Ontology browser of the semantic ChemgaPedia demonstrator
Ontology browser of the semantic ChemgaPedia demonstrator

In cooperation with FIZ CHEMIE we develop a semantic e-learning platform in the domain of chemistry which is based on ChemgaPedia. ChemgaPedia is a multimedia, webbased eLearning service platform that currently contains about 18.000 pages organized in 1.700 chapters covering the complete bachelor studies in chemistry and related topics of chemistry, pharmacy and life sciences. The eLearning encyclopedia contains some 25.000 media objects and the eLearning platform provides services such as virtual and remote labs for experiments. With up to 350.000 users per month the platform is the most frequently used scientific educational service in the German spoken Internet.

The content is represented in XML format conforming to a schema specialized to represent elearning content. All pages and media elements are stored in an XML-based database. A processing pipeline consisting mainly of XSLT transformations is used to convert the content to static HTML pages. Up to now there is no method to generate dynamic paths or to assemble personalized content pages on demand.

The aim of the cooperation between FIZ CHEMIE as the provider of ChemgaPedia and the Corporate Semantic Web expert group is the development of an ontology-based copy of the current ChemgaPedia platform. For this purpose, we are currently developing two ontologies: a Chemistry ontology and an eLearning ontology. In contrast to existing Chemistry ontologies which are built for expert use, we use the expertise of the authors of ChemgaPedia to develop an ontology that is suitable for the use in the eLearning platform. For example, it also includes concepts that are not contained in existing ontologies but are relevant for students or it contains relationships that help to generate teaching path automatically. Nevertheless, our goals are also to reuse existing ontologies as far as possible and to link to them in the sense of linked data. The eLearning ontology models concepts and relationships to describe the content, relationships between lectures, and metadata about a lecture, e.g., target group.

In a first step towards an ontology-based eLearning platform we currently construct the needed ontologies and develop a demonstrator illustrating the usage of background knowledge to generate teaching path automatically. In order to represent the data in a semantic format we have built converters that parse the XML files and convert them to RDF. The converters identify chemical entities in the source content and match them to ontology concepts. Moreover, information relevant elearning, e.g., study time, target audience, or recommended readings, is extracted as well and represented as RDF.
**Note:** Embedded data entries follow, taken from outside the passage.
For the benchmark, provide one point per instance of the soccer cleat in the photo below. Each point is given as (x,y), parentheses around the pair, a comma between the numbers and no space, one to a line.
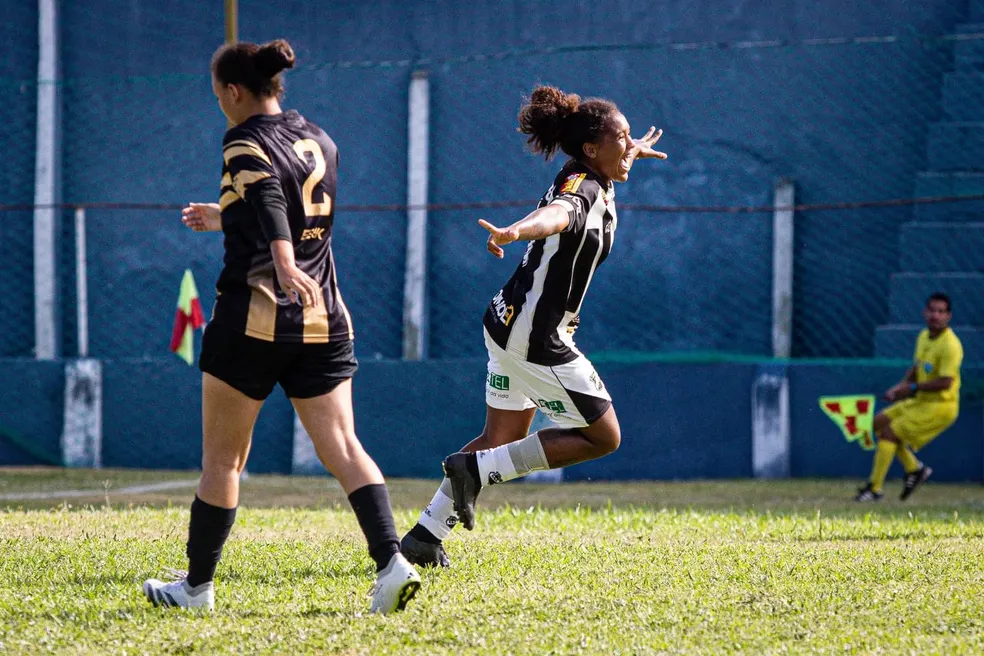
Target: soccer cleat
(395,586)
(465,487)
(178,594)
(914,480)
(425,554)
(866,494)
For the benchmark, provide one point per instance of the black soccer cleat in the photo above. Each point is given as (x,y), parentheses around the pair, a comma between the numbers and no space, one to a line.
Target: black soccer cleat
(866,494)
(914,480)
(425,554)
(465,485)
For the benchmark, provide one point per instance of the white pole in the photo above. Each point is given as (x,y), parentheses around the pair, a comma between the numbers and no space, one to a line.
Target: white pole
(46,186)
(81,284)
(415,278)
(782,269)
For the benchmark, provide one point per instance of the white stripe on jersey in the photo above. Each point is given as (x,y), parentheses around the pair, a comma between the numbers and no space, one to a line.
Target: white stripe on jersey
(519,338)
(596,219)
To reuse existing ontologies from the chemical and life-science domains being under intense development by the scientific community, we have aligned our ontological model with ontologies such as the ChEBI ontology and the PubChem schemata from Bio2RDF. This allows us to enrich the chemical data described in ChemgaPedia with chemical identifiers and classifications from these ontologies and also to improve the search functionality by adding new and more precise data. Another important step is the alignment with DBpedia Germany that allows for using the elaborate SKOS based classification to enhance the learning material from ChemgaPedia with related content from DBpedia.

Team

Ralf Heese (contact), Sebastian Krebs, Alexandru Todor und Richard Huber (FIZ CHEMIE)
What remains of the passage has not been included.